Hot Rock Shrimp Dip

Rock shrimp looked fresh at the seafood shop, so I adapted a recipe originally written for crawfish. It was a Cajun recipe, and so it called for chopped bell pepper which I rarely use, but it is essential for this Cajun flavoring. This recipe is fantastic and a real crowd pleaser, so here’s how it goes:


  • 1/2 cup butter
  • 1 cup diced white or yellow onion
  • 1 cup diced celery (leaves and stalks)
  • 1 bunch green onions, sliced (about 1 cup)
  • 1 small green bell pepper, diced
  • 2 garlic cloves, minced
  • 1 (4-oz.) jar diced pimiento, drained
  • 2 teaspoons Creole seasoning (or more, to taste)
  • 1 teaspoon Old Bay seasoning (or more, to taste)
  • 1/8 teaspoon cayenne pepper
  • 2 tablespoons flour
  • 1 pound of rock shrimp, crawfish tails or diced shrimp (uncooked)
  • 1 (8-oz.) package cream cheese, softened
  • French bread baguette slices or scoop chips
  • Garnishes: sliced green onion, chopped flat-leaf parsley


Melt butter in a Dutch oven over medium heat; add onion, celery, green onions and bell pepper.
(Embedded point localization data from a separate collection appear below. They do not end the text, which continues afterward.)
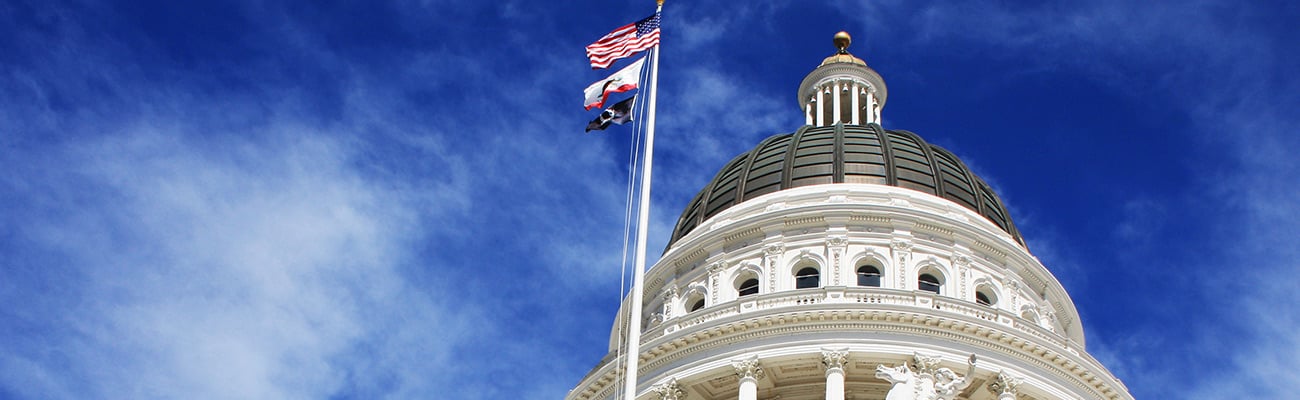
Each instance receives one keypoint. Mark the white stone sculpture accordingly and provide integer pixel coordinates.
(927, 382)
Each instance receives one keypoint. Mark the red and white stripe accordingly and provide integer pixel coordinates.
(620, 43)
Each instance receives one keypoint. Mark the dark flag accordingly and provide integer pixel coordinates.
(618, 113)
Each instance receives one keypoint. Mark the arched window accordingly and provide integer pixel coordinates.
(1030, 314)
(930, 283)
(748, 287)
(986, 295)
(806, 278)
(869, 275)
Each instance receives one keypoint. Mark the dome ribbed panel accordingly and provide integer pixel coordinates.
(957, 183)
(766, 170)
(813, 160)
(863, 156)
(911, 166)
(844, 153)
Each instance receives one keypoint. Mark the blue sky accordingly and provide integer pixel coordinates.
(358, 200)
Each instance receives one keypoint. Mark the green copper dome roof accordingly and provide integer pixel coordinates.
(844, 153)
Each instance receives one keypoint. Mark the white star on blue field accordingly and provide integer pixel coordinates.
(397, 200)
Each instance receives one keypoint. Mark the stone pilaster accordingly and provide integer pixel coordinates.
(833, 361)
(749, 372)
(902, 253)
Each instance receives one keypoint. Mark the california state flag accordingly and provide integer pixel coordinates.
(624, 79)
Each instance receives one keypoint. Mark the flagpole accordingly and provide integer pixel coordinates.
(642, 231)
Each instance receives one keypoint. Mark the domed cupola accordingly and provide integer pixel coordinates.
(844, 143)
(843, 90)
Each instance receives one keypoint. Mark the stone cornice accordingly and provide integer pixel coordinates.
(1052, 356)
(880, 203)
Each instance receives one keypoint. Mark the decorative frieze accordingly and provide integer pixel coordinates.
(835, 247)
(771, 255)
(1005, 386)
(902, 252)
(670, 390)
(835, 359)
(748, 368)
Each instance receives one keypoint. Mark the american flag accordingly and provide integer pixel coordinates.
(625, 40)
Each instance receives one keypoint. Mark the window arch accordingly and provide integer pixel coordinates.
(746, 285)
(986, 295)
(694, 299)
(869, 275)
(807, 277)
(696, 305)
(1031, 314)
(931, 282)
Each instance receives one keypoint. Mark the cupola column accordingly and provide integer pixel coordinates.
(857, 111)
(837, 94)
(853, 90)
(820, 107)
(833, 360)
(749, 372)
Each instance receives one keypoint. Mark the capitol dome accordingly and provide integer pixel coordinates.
(844, 153)
(846, 261)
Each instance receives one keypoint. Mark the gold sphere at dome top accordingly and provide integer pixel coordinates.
(843, 40)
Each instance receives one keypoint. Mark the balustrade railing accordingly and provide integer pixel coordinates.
(853, 298)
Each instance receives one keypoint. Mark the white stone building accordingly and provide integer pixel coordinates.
(850, 261)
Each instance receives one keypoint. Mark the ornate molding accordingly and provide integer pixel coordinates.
(748, 368)
(771, 253)
(1005, 386)
(902, 251)
(670, 390)
(836, 246)
(714, 270)
(835, 359)
(924, 364)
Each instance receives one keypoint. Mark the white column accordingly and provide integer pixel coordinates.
(820, 105)
(857, 109)
(749, 372)
(871, 108)
(839, 111)
(833, 360)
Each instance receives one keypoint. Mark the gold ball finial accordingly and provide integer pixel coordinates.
(841, 42)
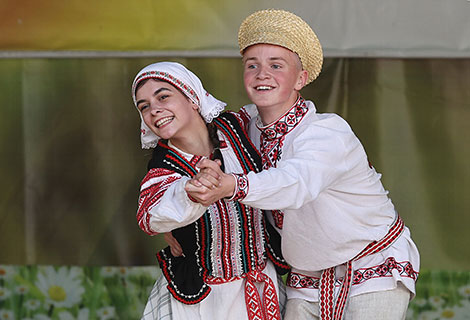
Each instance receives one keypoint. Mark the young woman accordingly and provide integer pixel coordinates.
(225, 271)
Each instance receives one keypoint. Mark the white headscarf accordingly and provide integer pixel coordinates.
(183, 79)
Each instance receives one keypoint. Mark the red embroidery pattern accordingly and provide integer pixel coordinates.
(151, 195)
(257, 309)
(167, 77)
(241, 187)
(404, 268)
(326, 286)
(272, 140)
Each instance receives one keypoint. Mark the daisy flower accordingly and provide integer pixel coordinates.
(62, 288)
(106, 313)
(32, 304)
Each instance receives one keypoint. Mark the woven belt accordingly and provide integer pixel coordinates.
(334, 310)
(258, 308)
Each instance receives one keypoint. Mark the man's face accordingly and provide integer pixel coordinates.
(272, 76)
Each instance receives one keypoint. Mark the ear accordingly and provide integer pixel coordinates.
(194, 106)
(301, 80)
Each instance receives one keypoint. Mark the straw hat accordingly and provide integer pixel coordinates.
(285, 29)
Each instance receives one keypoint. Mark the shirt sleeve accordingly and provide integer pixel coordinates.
(164, 204)
(309, 164)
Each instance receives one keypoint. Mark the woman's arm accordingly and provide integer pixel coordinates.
(164, 204)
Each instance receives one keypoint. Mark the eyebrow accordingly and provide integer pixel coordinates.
(154, 94)
(270, 59)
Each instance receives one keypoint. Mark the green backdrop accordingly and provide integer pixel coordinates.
(71, 164)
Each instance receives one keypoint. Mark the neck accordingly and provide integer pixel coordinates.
(270, 115)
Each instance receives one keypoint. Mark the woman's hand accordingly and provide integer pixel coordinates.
(210, 184)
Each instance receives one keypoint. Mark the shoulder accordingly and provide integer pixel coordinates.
(325, 129)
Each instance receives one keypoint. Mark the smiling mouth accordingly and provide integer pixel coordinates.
(263, 88)
(163, 121)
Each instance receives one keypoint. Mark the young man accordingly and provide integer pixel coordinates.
(350, 253)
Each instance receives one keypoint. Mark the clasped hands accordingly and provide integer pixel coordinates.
(208, 186)
(211, 183)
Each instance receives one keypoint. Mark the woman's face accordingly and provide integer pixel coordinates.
(165, 110)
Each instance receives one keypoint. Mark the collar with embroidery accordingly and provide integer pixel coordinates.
(285, 123)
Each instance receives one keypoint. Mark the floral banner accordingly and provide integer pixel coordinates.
(70, 292)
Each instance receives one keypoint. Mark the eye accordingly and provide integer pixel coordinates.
(142, 107)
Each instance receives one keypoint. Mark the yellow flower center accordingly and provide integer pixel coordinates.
(57, 293)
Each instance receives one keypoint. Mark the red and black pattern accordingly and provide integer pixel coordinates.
(188, 276)
(404, 268)
(151, 195)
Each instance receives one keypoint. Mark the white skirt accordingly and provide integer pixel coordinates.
(225, 301)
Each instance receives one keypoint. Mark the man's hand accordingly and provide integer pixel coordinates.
(210, 184)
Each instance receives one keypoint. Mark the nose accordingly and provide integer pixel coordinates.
(262, 73)
(155, 109)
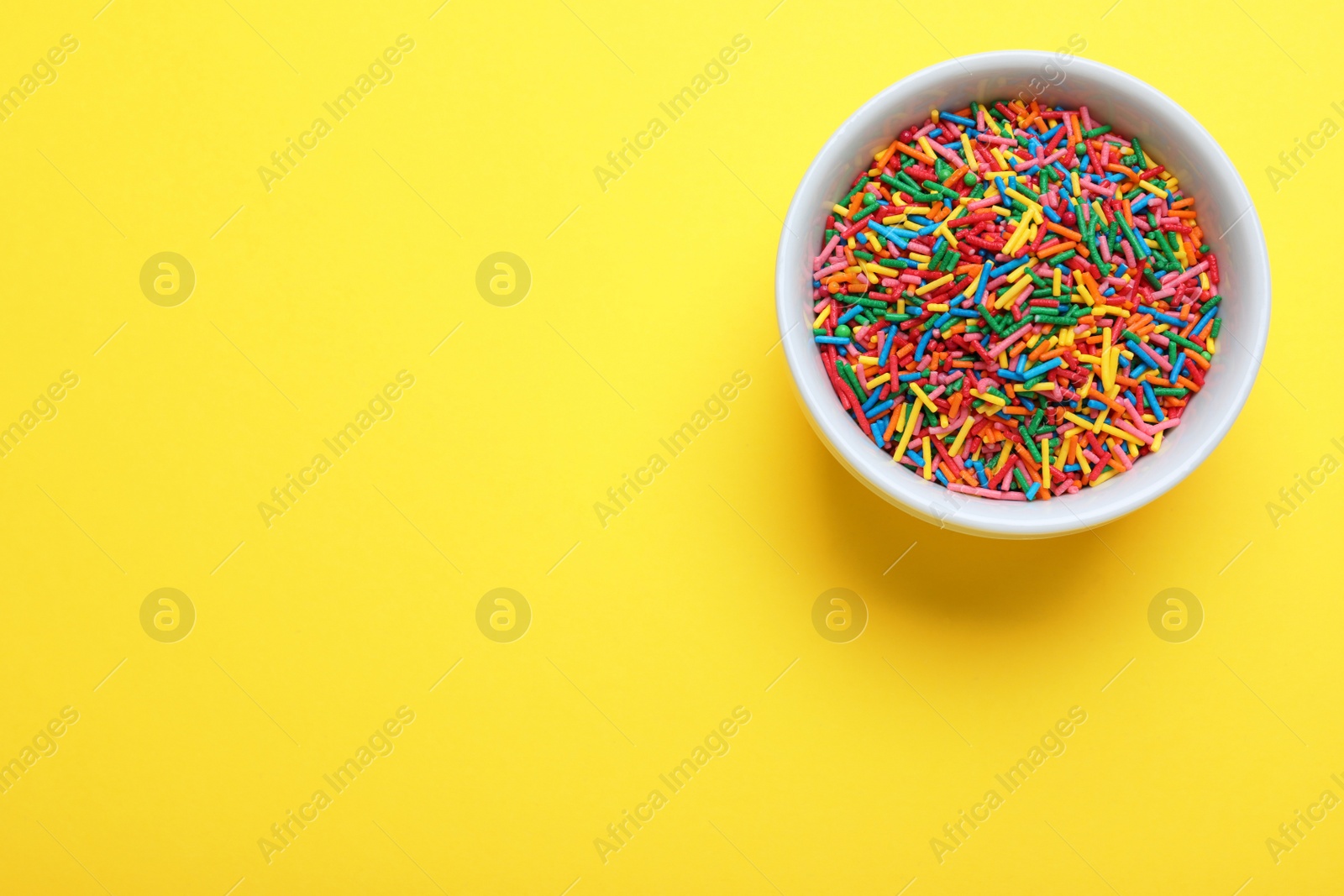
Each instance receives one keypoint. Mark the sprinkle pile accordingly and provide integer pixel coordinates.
(1015, 301)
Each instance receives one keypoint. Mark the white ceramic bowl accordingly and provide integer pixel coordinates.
(1175, 140)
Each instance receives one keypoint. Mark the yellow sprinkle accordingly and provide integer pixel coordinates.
(1065, 450)
(1079, 421)
(1012, 293)
(1104, 477)
(988, 396)
(924, 399)
(933, 285)
(1120, 432)
(905, 437)
(974, 281)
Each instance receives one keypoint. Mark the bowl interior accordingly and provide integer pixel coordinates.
(1173, 139)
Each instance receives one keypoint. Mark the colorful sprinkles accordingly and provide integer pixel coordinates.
(1015, 301)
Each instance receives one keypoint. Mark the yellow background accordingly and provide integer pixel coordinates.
(647, 633)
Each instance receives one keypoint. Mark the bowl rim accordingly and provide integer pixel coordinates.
(931, 501)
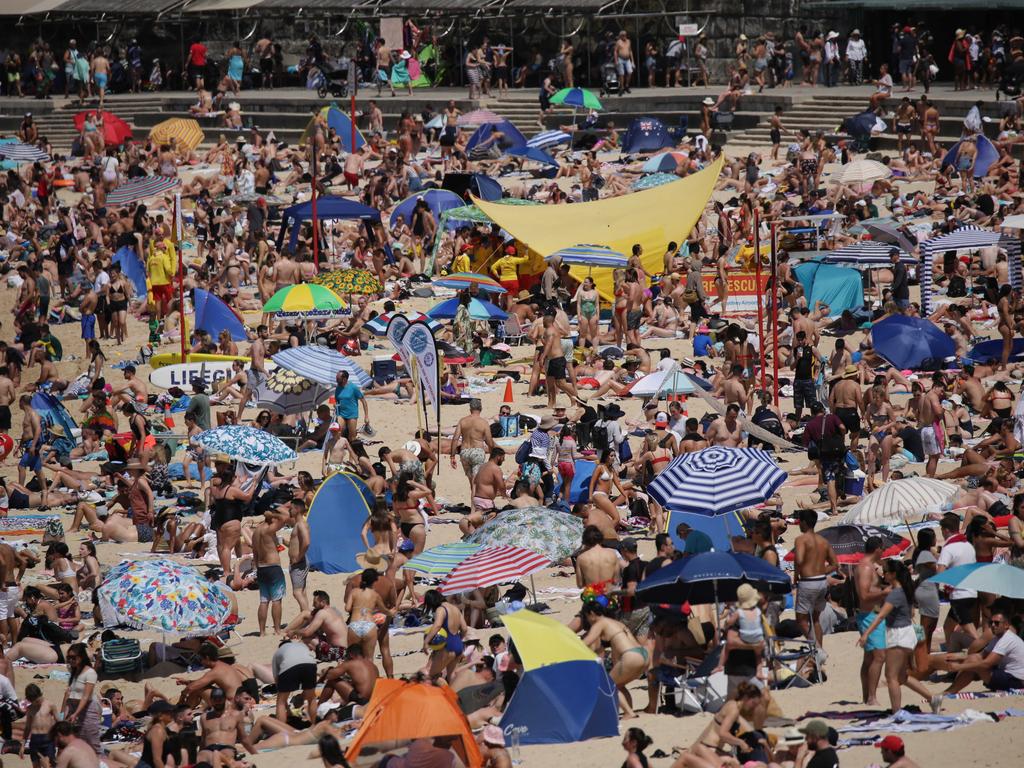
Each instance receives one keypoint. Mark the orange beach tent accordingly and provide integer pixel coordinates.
(401, 710)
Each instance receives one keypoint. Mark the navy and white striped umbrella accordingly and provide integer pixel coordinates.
(19, 152)
(867, 253)
(549, 138)
(591, 256)
(322, 365)
(717, 480)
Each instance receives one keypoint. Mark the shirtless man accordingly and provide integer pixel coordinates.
(269, 577)
(328, 626)
(352, 679)
(814, 559)
(298, 545)
(870, 595)
(471, 440)
(596, 562)
(257, 371)
(488, 484)
(929, 421)
(726, 430)
(553, 361)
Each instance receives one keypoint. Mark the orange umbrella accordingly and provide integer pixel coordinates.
(116, 131)
(400, 710)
Cook over medium heat, stirring occasionally, about 5 minutes or until bell pepper is tender, adding garlic in the last 2 minutes of cooking. Add pimento and seasonings, stirring to warm through. Add flour and stir well to incorporate, 

Stir in crawfish and raise the heat to medium-high; cook, stirring occasionally, about 5 minutes. Reduce heat to low and stir in cream cheese until mixture is smooth and bubbly. Garnish, and serve with toasted French bread slices or scoop shaped chips.

Chef’s Notes

Be careful with creole seasoning – it can be salty. Zataran’s is more red-pepper forward and not too salty, but with some other Cajun spice mixes, by the time you develop enough Creole flavor then it gets too salty.